4 września 2017, 4
Zachodzimy na dworzec. Wylewam zamówioną kawę. Ochlapany idę przepraszająco. Kelnerka uśmiechem usuwa plamę z mojej bluzy i spodni. Jakże tu miło siedzieć, czekać i gadać z D., który jest dyplomata. Planuje, rozgrywa partie, układa strategię gry, intensyfikuje kooperację między naszą uczelnią a smoleńską. D. ma zaledwie 3 dni na załatwienie mnóstwa spraw. Mnie czekają tylko wykłady. Słucham go i nie słucham, patrzę na pajęczyny na ścianach, wsłuchuję się w dochodzące mnie rosyjskie pogaduszki przy kawie. Czas się zbierać.

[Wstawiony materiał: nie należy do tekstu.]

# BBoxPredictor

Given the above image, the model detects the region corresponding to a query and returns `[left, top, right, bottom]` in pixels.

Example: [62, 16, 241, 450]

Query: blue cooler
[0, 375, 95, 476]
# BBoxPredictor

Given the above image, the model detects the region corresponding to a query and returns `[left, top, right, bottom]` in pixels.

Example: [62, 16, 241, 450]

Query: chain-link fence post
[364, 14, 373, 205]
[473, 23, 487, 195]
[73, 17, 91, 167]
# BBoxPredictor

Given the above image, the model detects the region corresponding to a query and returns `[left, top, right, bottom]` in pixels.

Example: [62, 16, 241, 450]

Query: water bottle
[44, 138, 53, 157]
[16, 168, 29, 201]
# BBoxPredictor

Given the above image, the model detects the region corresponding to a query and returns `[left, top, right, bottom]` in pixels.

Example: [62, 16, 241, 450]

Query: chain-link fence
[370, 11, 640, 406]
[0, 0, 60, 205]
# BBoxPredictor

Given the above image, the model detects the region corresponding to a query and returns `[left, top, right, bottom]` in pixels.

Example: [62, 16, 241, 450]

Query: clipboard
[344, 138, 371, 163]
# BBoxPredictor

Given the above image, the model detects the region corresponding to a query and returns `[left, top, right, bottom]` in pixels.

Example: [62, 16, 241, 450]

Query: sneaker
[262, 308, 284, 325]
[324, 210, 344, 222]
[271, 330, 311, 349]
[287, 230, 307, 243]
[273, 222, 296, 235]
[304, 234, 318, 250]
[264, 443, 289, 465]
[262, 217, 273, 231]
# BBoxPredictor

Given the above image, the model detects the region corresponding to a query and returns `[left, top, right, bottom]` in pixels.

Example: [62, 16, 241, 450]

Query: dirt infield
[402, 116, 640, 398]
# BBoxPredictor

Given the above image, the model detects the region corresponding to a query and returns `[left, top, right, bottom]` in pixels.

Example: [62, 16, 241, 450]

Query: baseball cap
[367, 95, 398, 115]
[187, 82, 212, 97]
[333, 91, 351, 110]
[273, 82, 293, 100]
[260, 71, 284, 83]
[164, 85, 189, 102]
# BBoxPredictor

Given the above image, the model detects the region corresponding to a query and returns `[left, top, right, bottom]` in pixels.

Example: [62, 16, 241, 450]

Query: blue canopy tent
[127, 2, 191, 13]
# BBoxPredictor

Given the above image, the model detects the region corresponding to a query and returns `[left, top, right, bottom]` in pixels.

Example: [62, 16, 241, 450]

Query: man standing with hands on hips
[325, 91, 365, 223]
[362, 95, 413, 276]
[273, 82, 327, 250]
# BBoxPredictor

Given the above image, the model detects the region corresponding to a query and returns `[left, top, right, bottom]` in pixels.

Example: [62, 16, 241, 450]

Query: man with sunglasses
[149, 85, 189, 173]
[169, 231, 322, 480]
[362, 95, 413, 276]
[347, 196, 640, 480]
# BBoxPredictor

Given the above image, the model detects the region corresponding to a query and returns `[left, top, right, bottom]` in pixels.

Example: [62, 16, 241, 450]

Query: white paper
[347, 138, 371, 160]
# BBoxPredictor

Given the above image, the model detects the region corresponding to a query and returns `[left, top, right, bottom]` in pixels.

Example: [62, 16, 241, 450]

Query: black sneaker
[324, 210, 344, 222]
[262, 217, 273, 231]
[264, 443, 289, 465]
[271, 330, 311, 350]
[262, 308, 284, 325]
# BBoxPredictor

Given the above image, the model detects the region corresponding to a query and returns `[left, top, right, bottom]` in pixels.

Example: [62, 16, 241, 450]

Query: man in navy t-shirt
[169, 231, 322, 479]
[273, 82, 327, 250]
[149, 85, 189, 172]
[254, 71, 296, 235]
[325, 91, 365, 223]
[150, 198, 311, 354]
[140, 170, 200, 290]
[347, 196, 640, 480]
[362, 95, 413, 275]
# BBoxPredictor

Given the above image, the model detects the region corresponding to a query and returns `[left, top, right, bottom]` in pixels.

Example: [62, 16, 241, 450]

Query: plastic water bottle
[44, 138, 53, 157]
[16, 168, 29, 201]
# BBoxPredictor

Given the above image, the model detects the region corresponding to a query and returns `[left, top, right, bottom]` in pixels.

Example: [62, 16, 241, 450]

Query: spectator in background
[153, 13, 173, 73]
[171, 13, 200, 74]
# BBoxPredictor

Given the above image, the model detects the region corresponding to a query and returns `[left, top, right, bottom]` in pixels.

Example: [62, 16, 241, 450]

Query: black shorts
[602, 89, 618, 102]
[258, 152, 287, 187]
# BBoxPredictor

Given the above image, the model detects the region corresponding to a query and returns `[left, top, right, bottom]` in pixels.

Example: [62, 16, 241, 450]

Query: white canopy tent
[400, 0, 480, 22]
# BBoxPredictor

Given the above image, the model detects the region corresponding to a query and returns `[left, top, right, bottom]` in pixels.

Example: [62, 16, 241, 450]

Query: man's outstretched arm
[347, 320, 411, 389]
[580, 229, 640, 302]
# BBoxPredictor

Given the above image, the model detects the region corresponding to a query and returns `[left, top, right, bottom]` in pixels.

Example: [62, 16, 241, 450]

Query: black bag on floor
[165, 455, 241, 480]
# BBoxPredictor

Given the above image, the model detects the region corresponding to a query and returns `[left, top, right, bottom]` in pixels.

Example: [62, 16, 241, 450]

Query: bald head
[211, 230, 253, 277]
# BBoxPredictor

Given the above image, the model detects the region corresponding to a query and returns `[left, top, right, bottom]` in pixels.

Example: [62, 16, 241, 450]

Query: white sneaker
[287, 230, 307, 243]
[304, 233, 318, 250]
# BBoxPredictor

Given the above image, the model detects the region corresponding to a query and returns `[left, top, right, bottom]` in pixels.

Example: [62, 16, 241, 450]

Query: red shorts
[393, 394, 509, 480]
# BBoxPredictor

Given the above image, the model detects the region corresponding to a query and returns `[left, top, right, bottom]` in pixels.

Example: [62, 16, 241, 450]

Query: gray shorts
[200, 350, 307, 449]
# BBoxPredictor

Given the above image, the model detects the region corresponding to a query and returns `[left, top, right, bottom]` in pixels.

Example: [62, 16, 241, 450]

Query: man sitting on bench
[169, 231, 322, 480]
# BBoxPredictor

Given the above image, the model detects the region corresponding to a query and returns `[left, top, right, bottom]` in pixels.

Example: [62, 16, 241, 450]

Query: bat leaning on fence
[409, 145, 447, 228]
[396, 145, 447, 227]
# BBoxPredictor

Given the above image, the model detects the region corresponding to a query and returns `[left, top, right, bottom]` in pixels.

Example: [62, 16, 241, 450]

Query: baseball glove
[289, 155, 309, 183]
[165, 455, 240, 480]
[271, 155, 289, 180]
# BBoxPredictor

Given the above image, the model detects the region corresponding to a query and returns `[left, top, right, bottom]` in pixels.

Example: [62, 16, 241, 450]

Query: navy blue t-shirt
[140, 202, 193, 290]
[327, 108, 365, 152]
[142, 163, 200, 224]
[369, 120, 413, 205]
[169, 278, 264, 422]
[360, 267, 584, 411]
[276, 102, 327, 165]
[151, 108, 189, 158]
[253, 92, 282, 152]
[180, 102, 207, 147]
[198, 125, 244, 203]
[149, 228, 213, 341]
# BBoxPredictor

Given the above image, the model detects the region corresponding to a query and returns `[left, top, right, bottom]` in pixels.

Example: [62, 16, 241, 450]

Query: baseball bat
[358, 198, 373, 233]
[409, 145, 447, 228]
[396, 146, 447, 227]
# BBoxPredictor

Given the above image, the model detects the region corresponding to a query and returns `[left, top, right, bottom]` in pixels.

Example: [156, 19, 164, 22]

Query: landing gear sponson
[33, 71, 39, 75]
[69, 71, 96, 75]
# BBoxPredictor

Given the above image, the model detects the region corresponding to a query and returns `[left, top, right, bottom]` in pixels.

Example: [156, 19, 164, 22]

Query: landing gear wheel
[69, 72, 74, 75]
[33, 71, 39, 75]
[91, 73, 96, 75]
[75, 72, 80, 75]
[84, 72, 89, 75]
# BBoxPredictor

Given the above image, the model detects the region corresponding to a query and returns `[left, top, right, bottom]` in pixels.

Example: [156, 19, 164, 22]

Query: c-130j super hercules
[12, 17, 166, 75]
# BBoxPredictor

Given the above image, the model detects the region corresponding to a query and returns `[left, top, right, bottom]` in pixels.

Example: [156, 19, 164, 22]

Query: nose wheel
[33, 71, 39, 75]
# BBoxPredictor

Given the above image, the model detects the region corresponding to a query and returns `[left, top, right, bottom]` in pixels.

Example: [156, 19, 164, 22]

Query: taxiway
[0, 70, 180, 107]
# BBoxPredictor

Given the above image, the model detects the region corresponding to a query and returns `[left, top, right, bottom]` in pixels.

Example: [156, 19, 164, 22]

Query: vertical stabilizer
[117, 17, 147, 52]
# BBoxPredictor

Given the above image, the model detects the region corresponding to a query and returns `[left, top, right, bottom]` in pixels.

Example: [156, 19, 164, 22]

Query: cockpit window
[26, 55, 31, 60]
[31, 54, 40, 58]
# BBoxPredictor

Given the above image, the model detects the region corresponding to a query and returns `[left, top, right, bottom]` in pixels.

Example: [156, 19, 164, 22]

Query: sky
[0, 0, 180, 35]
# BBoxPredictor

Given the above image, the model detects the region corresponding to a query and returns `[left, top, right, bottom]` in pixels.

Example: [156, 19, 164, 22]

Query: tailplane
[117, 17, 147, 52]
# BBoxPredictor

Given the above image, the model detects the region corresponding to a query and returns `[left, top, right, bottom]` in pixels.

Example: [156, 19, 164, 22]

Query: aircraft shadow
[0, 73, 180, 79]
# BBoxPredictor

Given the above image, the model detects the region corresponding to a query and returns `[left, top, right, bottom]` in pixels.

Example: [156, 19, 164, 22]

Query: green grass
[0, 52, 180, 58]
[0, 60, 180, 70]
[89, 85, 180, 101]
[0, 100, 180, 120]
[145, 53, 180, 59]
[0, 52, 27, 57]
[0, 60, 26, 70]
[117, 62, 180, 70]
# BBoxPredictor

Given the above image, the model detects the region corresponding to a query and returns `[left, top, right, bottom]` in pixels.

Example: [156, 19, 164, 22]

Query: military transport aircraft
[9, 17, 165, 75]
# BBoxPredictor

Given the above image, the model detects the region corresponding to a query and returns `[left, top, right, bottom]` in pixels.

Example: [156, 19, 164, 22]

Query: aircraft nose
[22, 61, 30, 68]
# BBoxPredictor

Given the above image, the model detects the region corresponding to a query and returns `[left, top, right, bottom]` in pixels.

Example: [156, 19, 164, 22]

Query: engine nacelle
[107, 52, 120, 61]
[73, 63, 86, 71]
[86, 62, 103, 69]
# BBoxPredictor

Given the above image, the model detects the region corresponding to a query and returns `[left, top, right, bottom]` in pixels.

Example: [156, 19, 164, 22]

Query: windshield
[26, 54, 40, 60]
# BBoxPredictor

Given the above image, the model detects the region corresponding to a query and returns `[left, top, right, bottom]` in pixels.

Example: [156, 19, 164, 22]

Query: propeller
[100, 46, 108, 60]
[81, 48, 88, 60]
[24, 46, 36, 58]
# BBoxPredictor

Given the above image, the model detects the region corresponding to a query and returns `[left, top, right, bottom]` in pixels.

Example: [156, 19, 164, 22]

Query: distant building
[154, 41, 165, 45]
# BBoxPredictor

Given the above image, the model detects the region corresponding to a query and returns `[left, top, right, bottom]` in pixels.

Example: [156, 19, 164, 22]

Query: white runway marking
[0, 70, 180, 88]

Wchodzimy na dworzec. Prześwietlająca kontrola bagażu. Pięknie i bezpiecznie. Idziemy w poszukiwaniu peronu siódmego. Peronowy stoi i macha do nas: Smoleńsk? Na siódmy. Pokazuje na przejście zawieszone ponad torami. Dygamy: D. ciężką walizę, ja pancerną torbę po schodach kruchych jak marcowy lód. Przed wejściem kontrola biletów, paszportów i naszych wszystkich spraw. Wsiadamy poszukująco naszych miejsc. D. dopytuje. Znajdujemy. Siadamy, a potem punktualnie nasz pociąg już tylko idzie. Gagarin, Viazma, Safonowo, Jarcewo. Za oknem idzie zieloność jak wojsko: gęsto, równo, odważnie. Blisko 340 wiorst.